For our purposes, I am going to make a very gross simplification and say that grammar is just a bunch of substitution rules. For our language, NTLC, the grammar is:

TERM ::=
    true
    false
    if TERM then TERM else TERM
    0
    succ TERM
    pred TERM
    iszero TERM

How would you read this?

Every word that is made of capital letters – technically known as a non-terminal – is something that can be replaced by what it equates to on the right-hand side.
- In our case, we only have one non-terminal called TERM, and it can be replaced by any of the values on the right-hand side.
The ::= is just a notation for saying “can be replaced by”
To generate a program in NTLC, you start with TERM and keep replacing non-terminals until you have only non-capital words left – technically those are called terminals.

Example #

Following the previous grammar we can make sentences (NTLC programs) such as:

true: It is just a program that evaluates to true
0: It is just a program that evaluates to 0
succ(TERM): in this case we have one non-terminal that we still need to replace. We can choose anything that is a valid TERM. Notice that we can essentially repeat this almost indefinitely. For example, we can have succ(succ(succ(0)))
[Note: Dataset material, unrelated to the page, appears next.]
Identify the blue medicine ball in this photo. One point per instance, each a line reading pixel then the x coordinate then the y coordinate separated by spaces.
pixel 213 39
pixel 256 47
Another observation, the grammar allows us to construct nonsensical sentences such as:

succ(true)

Not all hope is lost though. You see, you can do the same in English with “just” the grammar:

The cat   is the table
^^^^^^^   ^^ ^^^^^^^
SUBJECT   VERB OBJECT

Evidently, this is also nonsensical.

Semantic Analysis #

The way we typically prevent such nonsensical programs is through another stage in the compiler pipeline called “Semantic Analysis”. This is usually where type-checkers – a topic we cover in the next post – live.

“Semantic Analysis” is where most compiler engineers seem to spend most of their time. It is the place where the compiler (at least in statically typed languages) can help the end user, developers, the most.

You may have seen such messages when programming:

“You are trying to add a number to a string”
“You are trying to call a function with the wrong number of arguments”
“You are trying to access an undefined variable”

These and many others are the workings of the Semantic Analyzer.

I digress, let’s get back to parsing.

Parsing Techniques #

As I said earlier, there is a lot of theory on parsing and so many techniques, but we are going to use one technique known as Recursive Descent Parsing.

Why did I choose this technique?

Honestly, it is the only kind of parsing technique that people actually implement by hand⁴. Every other technique is typically implemented by Parser Generators⁵

Recursive Descent Parsing #

Recursive Descent Parsing works by following the rules of the grammar in a recursive fashion, hence the name. And it does it from top to bottom, hence the “Descent” part.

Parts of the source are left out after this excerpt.